The slow, laborious process of waiting for someone to make new connections with their neurons. I'm 65 years old. I don't have enough time left to wait for somebody else to have an original thought.
Or, as I said in another post, "There is an endless supply of beginners. There is not an endless supply of me."
And that's one of the two reasons I stay out of the Homework Forum.

So, I understand it's your child. It's worth the effort. But I couldn't do it. I know because I tried. I sent a 10 year old girl to school with a formula for the answer instead of, "The answer". Boy was that a fail! As they say in the hills of Appalachia, "You can't get there from here." Well, at least, I can't.

JoeJester

Joined Apr 26, 2005
4,126
I showed my three year old grand daughter how a paper plate looked like a pizza pie. I folded to it half, quarter, eighth, sixteenth, and told her 32nd was too tough to do with an 8 inch paper plate.
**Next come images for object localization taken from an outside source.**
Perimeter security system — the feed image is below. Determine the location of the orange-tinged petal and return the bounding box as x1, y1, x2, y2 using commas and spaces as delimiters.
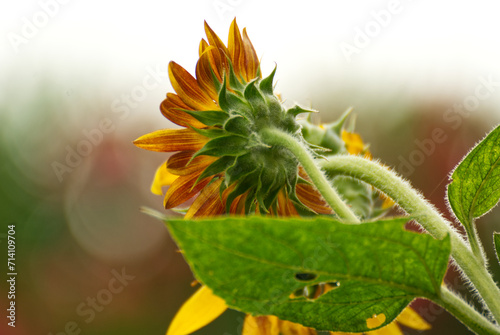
295, 184, 332, 214
198, 38, 208, 56
163, 171, 213, 209
227, 19, 245, 78
184, 178, 225, 220
205, 21, 229, 56
366, 321, 403, 335
134, 129, 208, 152
342, 130, 365, 155
396, 307, 431, 330
151, 162, 177, 195
160, 93, 206, 128
241, 315, 280, 335
167, 286, 227, 335
277, 190, 298, 216
196, 46, 227, 101
168, 62, 217, 110
167, 151, 218, 176
243, 28, 260, 81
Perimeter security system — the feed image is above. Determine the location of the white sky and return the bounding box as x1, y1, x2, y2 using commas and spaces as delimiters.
0, 0, 500, 109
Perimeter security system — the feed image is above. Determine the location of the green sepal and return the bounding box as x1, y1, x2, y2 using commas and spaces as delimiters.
224, 115, 252, 136
182, 109, 229, 126
243, 80, 269, 119
219, 77, 253, 119
493, 233, 500, 263
226, 153, 259, 185
193, 135, 248, 158
286, 105, 318, 118
196, 156, 236, 183
259, 65, 277, 95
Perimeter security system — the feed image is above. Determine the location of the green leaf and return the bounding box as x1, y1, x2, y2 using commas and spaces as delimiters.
493, 233, 500, 263
167, 217, 450, 332
448, 126, 500, 230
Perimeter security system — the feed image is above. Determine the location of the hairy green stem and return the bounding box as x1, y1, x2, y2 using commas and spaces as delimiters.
435, 286, 500, 335
260, 128, 359, 222
320, 156, 500, 328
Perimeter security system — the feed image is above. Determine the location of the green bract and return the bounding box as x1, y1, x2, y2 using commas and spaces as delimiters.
185, 69, 309, 213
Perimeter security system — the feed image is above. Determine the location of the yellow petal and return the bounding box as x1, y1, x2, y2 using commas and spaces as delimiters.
134, 129, 208, 152
241, 315, 280, 335
366, 321, 404, 335
184, 178, 225, 220
151, 162, 177, 195
163, 171, 213, 209
167, 151, 218, 176
396, 307, 431, 330
160, 93, 205, 128
205, 21, 229, 56
167, 286, 227, 335
168, 62, 217, 111
242, 28, 260, 81
227, 19, 245, 75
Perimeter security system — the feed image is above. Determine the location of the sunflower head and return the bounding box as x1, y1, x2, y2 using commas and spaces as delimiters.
134, 21, 309, 213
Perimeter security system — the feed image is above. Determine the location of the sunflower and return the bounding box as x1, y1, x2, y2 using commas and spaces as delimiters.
134, 20, 331, 218
134, 20, 425, 335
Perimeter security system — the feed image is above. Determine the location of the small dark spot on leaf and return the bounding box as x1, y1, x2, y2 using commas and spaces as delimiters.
295, 273, 318, 281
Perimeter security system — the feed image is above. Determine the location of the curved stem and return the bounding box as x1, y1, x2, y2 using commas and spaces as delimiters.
435, 286, 500, 335
321, 156, 500, 322
260, 128, 359, 222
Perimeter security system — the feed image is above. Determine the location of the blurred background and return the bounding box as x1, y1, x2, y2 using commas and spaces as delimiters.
0, 0, 500, 335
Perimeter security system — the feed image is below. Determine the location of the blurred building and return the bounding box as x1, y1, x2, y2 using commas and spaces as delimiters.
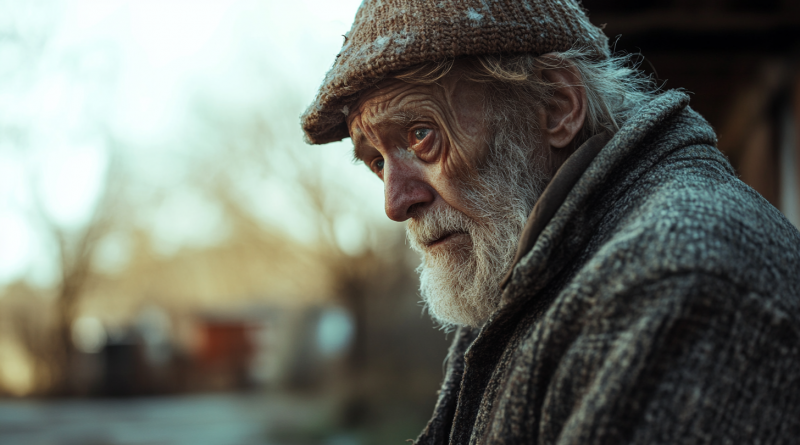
583, 0, 800, 227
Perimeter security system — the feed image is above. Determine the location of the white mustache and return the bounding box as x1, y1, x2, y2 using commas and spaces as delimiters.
406, 206, 475, 252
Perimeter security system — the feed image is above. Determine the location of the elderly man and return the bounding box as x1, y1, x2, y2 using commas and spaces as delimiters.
302, 0, 800, 444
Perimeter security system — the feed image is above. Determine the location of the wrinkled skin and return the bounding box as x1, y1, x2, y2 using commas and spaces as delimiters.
347, 56, 586, 247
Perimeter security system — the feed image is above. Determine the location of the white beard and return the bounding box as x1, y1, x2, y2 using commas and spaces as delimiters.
406, 140, 547, 329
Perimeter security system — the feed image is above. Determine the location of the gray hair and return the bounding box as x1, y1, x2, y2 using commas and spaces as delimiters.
391, 48, 658, 147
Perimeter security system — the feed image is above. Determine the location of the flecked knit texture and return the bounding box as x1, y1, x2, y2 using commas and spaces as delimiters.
416, 88, 800, 445
301, 0, 609, 144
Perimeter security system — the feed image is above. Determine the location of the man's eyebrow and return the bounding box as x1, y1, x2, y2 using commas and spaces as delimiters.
350, 110, 422, 162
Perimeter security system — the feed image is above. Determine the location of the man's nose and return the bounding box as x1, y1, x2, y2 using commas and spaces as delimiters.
383, 162, 435, 222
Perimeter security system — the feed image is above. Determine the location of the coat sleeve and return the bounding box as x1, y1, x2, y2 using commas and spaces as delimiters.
552, 274, 800, 444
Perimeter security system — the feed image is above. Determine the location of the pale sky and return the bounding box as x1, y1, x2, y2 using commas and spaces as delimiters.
0, 0, 394, 287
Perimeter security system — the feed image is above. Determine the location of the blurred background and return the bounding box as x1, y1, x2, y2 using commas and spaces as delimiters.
0, 0, 800, 445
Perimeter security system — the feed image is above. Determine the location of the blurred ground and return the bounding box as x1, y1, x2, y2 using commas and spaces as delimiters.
0, 393, 352, 445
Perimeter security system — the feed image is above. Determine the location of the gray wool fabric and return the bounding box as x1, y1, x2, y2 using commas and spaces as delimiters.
416, 91, 800, 445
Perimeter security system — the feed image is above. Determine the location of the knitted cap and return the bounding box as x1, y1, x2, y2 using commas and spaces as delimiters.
301, 0, 609, 144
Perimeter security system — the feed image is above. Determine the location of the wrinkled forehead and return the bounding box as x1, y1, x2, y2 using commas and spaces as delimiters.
347, 79, 443, 130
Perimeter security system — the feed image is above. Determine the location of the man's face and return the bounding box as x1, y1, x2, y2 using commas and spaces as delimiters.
348, 76, 538, 326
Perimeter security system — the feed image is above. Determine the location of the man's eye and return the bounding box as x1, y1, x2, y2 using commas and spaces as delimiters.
414, 128, 431, 141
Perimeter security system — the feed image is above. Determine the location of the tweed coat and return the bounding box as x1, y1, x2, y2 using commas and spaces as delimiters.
415, 91, 800, 445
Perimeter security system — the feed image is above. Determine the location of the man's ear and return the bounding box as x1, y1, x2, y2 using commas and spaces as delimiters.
540, 55, 586, 149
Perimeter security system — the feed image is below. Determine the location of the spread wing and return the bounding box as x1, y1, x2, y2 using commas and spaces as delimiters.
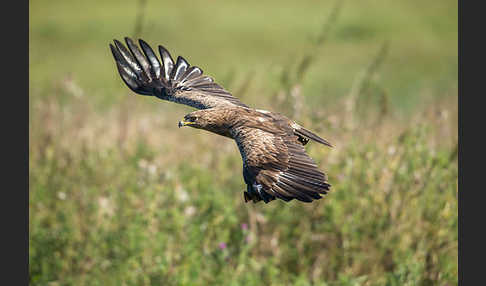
234, 127, 331, 203
110, 37, 247, 109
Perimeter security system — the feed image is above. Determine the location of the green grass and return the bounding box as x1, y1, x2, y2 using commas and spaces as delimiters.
29, 0, 458, 285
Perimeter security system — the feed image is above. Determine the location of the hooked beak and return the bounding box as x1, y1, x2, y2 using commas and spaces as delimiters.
179, 120, 194, 128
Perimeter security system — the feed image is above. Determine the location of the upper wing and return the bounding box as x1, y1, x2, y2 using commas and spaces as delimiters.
110, 37, 247, 109
233, 127, 331, 203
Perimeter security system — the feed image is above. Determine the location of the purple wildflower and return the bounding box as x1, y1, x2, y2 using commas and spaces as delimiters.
218, 242, 226, 250
241, 223, 248, 230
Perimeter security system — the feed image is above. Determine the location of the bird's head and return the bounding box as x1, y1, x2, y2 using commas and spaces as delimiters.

Now every time we use a paper plate at lunch, she wants to do that same math exercise. Try to make it fun. Grandma will do counting with coins.

I've already did counting to 15 using pool balls with my grandson. I rolled one to him and asked him what the number was. He is five and the last time we played that game, he stated the number ball of the color I asked for and rolled it across the table to me.

Make it fun, if you can. Sylvan learning center does sound like a good option.

dannyf

Joined Sep 13, 2015
2,197
Teaching family / friends, or teaching as a job is one thing, and teaching strangers as a gesture of good will is another.

The key to effective teaching friends / family is to bring it down to the level of your students and teach them principles behind what you are trying to teach.

The key to effective teaching strangers is to respect their right to be stupid.

justtrying

Joined Mar 9, 2011
428
From what you described, you need to step aside and let someone else to take over.

She seems to be missing the basic concepts of both reading comprehension and math. She needs a good tutor that will help her gain those skills and you simply do not have the patince. I went through an experience like that with my father, it is not pretty and the best thing you can do is let someone else take over.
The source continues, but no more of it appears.